Getting used to morning workouts and WIAW

So I’m terrible at remembering to take pictures of the food I eat on Tuesdays. Yesterday was a little odd and I was super (like extra super) hungry and ended up “snacking” aka mowing down on like half  bag of tostitos and delicious salsa. Really not the most horrible of cheats since (1) they are gluten-free and (2) it was probably still only like 500 calories and I had a few calories to play with since I aiming for between 1800 and 2000 cals per day. Nonetheless a sweet potato would probably have been the better option.

So no pictures for What I Ate Wednesday, but this is the breakdown anyways:

Breakfast (pre-workout) – 1/2 c. non fat greek yogurt, 1/2 c. raspberries and 1 tbsp of pumpkin seeds all mixed up

PWO snack – Chocolate protein shake mixed with a doppio espresso (seriously love this… like a cold mocha after a workout) plus 2 rice cakes and a tbsp of peanut butter… I followed this up with my 1 oz of pecan that was supposed to be for the afternoon because I was starving for some reason

Protein mocha yumminess

Protein mocha yumminess

Lunch – 6 oz of organic pork chop and 1 cup snap peas sauteed in butter

Afternoon Snack – 1 measly orange because I already ate my pecans 😦

Dinner – A small chicken leg (thigh and drumstick) with skin on and 1 cup broccoli

TV snack – 3-4 servings of tostitos with amount 1/2 c of salsa

And even with the TV snacking terribleness I came to:

Calories – 2117              Carbs – 162                  Fats – 93               Protein – 162

I woke up this morning and my arms looked so puffy from the late night carbs. Apparently I was a little depleted!

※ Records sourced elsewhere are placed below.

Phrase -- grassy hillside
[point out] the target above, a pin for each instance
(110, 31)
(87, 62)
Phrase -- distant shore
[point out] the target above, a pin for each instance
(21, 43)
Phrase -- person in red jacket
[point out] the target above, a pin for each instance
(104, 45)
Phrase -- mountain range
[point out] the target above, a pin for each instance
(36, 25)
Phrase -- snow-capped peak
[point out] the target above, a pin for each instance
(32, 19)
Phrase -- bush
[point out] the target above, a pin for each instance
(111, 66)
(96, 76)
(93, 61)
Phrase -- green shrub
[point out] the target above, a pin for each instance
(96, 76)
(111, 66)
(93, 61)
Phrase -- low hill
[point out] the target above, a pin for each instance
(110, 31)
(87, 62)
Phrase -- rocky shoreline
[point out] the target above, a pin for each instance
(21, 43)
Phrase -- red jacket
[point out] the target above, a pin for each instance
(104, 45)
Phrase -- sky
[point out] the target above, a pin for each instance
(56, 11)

Speaking of mornings… I’ve been keeping up with my morning workouts for 2 weeks now and I think my body is finally adjusting. Today was the first morning I had energy, and boy did I need it! I did this workout with my best friend and both of us had shaky knees by the end… and because gym people are smart (not) they put all the leg equipment on the 3rd floor… genius!

Morning Leg Workout

All exercises were done with 3 sets and 8-12 reps

5 minute warm up on the treadmill

– Jumping squats (to get that CNS firing and further warm up)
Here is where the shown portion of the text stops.